The NAEP results align with a 2022 Harvard University study, which found “a higher incidence of remote schooling for Black and Hispanic students” and also noted that “High poverty schools spent about 5.5 more weeks in remote instruction during 2020-21 than low and mid poverty schools.”
The same study demonstrated that “the main effects of hybrid and remote instruction are negative, implying that even at low-poverty (high income) schools, students fell behind growth expectations when their schools went remote or hybrid.”
School closures are not a thing of the distant past, noted education reformer Corey DeAngelis last year: “More than 5,500 US public schools closed each of the first two weeks of 2022, according to school information aggregator Burbio.”
“Nearly two years after ‘two weeks to slow the spread,’” DeAngelis wrote for Cato Institute, “many teachers unions are still fighting to close public schools. Factions within New York City’s largest teachers union, the United Federation of Teachers, pushed to close schools for in‐person instruction earlier this month. Some union members even filed a lawsuit to close schools for ‘two weeks’ again.”
Math Attrition
In mathematics, the 2022 NAEP report – released in October 2022 – showed modest improvement in 8th-grade math performance compared with 1990’s scores. Since 2019, however, 8th-grade mathematics scores have declined across all regions and in all 50 states.
Just 26% of 8th-graders achieved a “proficient” score in math, with the average score being 274 out of 500.

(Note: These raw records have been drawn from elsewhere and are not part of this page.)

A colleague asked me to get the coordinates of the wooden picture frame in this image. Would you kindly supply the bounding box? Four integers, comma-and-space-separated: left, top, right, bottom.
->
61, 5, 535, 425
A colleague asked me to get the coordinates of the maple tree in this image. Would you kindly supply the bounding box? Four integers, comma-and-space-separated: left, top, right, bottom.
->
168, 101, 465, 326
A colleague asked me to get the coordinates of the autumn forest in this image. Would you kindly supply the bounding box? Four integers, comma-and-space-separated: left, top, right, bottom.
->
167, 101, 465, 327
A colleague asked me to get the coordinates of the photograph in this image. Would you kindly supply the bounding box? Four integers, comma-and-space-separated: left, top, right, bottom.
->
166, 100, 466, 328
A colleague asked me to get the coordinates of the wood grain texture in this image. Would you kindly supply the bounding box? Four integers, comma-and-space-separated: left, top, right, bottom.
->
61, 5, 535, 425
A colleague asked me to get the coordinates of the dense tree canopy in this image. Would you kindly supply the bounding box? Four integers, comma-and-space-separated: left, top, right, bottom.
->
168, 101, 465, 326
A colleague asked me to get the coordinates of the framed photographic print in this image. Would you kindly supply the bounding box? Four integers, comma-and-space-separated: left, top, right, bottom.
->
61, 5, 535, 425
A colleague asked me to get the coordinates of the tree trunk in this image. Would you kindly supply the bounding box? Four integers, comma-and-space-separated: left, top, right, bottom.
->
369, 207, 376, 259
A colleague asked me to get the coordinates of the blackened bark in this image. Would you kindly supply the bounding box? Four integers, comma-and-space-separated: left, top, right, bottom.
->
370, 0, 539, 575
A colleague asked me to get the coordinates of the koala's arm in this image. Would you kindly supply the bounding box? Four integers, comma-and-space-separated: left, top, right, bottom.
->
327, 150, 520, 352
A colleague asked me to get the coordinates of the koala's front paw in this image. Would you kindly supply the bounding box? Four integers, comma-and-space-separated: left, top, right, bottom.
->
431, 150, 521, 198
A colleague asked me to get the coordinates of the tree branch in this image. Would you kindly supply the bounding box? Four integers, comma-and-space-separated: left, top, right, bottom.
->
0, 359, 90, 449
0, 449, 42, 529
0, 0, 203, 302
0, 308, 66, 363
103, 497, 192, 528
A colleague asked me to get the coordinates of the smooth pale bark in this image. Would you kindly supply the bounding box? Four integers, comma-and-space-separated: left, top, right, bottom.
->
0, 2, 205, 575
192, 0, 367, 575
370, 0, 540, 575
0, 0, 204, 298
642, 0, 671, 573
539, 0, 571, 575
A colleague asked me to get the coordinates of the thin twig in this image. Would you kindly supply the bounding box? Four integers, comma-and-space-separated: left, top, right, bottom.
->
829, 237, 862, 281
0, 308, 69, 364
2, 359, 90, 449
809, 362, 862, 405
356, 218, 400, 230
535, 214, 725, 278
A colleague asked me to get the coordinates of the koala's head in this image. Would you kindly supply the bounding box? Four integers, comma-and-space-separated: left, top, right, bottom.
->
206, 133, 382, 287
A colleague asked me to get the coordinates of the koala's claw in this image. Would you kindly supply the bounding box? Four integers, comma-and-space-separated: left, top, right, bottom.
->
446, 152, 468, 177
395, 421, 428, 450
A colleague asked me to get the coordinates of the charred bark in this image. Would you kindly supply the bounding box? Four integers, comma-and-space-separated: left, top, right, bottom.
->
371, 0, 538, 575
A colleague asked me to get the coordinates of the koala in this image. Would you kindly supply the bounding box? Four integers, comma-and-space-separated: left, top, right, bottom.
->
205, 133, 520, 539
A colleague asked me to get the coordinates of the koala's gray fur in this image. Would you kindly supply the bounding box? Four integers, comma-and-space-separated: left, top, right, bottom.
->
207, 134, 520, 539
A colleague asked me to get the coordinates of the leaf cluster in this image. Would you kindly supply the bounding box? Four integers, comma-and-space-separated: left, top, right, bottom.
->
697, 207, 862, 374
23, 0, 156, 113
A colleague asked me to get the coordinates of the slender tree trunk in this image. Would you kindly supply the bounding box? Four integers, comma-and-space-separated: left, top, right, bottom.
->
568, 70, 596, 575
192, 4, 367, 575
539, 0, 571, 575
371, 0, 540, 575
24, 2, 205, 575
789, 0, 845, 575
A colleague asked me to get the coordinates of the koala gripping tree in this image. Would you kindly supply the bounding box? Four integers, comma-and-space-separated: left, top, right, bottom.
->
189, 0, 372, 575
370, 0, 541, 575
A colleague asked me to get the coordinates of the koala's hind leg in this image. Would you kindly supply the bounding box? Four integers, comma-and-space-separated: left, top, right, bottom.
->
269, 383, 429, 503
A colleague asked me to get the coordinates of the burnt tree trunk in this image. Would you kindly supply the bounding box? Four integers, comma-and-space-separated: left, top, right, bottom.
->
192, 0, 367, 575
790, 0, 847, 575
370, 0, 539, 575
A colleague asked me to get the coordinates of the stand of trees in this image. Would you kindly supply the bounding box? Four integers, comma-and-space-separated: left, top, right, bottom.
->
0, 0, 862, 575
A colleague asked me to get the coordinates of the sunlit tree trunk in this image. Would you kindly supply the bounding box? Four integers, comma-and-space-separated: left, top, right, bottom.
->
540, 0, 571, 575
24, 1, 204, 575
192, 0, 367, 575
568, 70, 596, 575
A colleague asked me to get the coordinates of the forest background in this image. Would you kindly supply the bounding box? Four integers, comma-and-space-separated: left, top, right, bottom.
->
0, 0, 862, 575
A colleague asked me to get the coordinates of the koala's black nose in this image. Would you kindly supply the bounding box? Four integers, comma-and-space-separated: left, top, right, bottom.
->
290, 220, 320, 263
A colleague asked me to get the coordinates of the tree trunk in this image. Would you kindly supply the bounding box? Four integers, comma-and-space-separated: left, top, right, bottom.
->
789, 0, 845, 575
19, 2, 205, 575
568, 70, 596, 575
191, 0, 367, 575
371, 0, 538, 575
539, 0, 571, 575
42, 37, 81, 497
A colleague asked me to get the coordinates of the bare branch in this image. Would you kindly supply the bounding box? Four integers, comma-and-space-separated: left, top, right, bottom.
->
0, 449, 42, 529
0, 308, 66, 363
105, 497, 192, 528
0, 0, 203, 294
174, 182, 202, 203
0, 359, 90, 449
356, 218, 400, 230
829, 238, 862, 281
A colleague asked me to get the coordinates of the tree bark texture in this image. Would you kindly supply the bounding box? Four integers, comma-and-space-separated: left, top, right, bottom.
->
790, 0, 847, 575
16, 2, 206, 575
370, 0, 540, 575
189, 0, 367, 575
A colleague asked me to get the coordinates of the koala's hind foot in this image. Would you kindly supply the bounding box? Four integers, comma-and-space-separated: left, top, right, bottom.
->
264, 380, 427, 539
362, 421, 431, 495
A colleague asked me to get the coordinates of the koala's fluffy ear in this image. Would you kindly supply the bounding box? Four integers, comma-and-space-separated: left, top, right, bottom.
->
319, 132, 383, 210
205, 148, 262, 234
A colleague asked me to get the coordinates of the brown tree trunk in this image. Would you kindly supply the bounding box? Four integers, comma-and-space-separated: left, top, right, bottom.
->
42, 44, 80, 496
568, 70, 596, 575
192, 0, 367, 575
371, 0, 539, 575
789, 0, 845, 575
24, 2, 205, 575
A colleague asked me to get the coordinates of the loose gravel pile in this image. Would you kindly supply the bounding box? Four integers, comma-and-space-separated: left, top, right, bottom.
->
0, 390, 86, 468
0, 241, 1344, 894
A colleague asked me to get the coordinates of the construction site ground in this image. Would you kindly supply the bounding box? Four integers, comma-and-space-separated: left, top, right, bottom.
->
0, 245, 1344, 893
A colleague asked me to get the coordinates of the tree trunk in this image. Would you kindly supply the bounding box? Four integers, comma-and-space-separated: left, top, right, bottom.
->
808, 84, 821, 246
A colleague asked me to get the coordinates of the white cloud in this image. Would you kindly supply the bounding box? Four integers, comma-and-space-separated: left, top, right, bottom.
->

The effect of lockdowns on math proficiency was particularly devastating. According to a study from the National Bureau of Economic Research, math learning loss was “‘10.1 percentage points smaller for districts fully in‐person’ relative to remote districts in 2020–21.”
As the educational fallout from school closures during the pandemic continues with reports like the 2022 NAEP, demands for accountability and school choice are on the rise.
“The NAEP report just confirms that the state schools are more concerned with indoctrination than education, so of course parents are looking elsewhere… and they want to take their money with them,” said CatholicVote Director of Communications Josh Mercer.